It’s funny. When I healed from my illness, I thought that was it. I thought that was my one true, golden lesson in the inevitable suffering of humanity. I thought I was going to emerge victorious from my pain and yay – hooray – hazah! for the wisdom and encouragement I could offer to those now experiencing the shit I left behind as I sat in the existential glow of my redemption.
Funny, Callie.. So funny. Instead, I’m realizing, as devoid from bitterness as I can possibly guide myself into being, life is not one hard thing. It’s not one difficulty you must overcome to find your happy existence. Instead, it’s understanding we often move from one form of pain or hurt to another and it’s entirely up to us to find the beauty along the way:
In the margins –
In the release –
In the joy still resting somewhere in your chest between sobs-
In the love you still feel even when the love you lost threatens to mute all the sound and whitewash all the color-
In the smile that still forms in the corners of your mouth and eyes as your daughter tells you she loves you-
Healing from my illness and subsequent emotional pain I could have never anticipated, I’m learning I will lose myself only if I forget all I learned when my body gave up on me:
We do not have the luxury of waiting for things to feel steady, safe, comfortable, or pain free to live. We must refuse to remove ourselves from that which moves us, even when, and actually especially when, we feel like we can’t move at all.
We must accept that the beauty and love we see circling the lives of others as we contemplate the darkness that seems to hover over our own – is the beauty and love we still deserve too.
It’s just that in the darkness, in whatever it is that hurts more than you can contain, that we adjust our vision to knowing the absolute miracle of feeling the light. We see the love circling as some just keep walking, numbly and half-hazardly unaware and one day dying without knowing the joy of living.

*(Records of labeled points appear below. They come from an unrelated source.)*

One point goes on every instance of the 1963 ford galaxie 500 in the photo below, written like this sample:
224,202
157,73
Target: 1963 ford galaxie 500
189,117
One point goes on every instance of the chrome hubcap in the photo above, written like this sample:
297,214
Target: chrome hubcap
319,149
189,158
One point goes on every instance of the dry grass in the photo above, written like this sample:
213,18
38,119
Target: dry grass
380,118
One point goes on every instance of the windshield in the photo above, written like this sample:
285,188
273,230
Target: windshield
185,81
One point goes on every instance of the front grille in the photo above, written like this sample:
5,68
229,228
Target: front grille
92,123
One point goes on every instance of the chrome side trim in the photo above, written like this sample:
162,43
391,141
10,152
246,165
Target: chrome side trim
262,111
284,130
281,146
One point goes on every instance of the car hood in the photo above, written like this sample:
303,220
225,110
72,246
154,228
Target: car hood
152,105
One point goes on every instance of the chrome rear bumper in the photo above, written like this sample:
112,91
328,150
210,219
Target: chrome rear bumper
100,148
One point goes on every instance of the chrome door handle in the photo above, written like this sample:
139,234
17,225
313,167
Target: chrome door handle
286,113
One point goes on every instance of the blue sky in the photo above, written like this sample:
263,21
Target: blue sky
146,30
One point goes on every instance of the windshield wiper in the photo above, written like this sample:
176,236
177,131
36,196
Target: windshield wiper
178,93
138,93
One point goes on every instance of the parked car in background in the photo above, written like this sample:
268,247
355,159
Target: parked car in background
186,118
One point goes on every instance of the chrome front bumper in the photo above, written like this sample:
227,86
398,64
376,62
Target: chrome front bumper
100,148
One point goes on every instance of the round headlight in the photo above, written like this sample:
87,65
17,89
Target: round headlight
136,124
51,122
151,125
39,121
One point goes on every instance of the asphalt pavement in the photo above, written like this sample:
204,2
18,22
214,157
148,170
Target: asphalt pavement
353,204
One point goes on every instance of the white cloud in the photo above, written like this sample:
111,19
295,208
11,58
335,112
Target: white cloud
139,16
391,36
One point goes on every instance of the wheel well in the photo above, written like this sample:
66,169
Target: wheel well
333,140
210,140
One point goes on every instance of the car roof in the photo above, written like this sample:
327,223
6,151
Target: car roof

I now believe more than ever that some of us have to fall hard and be willing to get back up and talk about it. We have to be willing to bleed- to expose our wounds – in order to not only heal ourselves, but to become healers for the rest of us.
Observe your wound, friend.
Watch as it heals. And whatever eases it – whatever is balm to the pain — immerse yourself – find yourself there.
Read, write, run, scream, cry, roll down a hill, jump into water, throw paint on a canvas, dance, move, shake, listen, dream, create.
Just don’t for a minute forget you are still part of this world – grief may threaten to remove you from what you had expected, but I think – maybe – it also offers us the opportunity to more closely see all that beauty and love and joy that circles around us.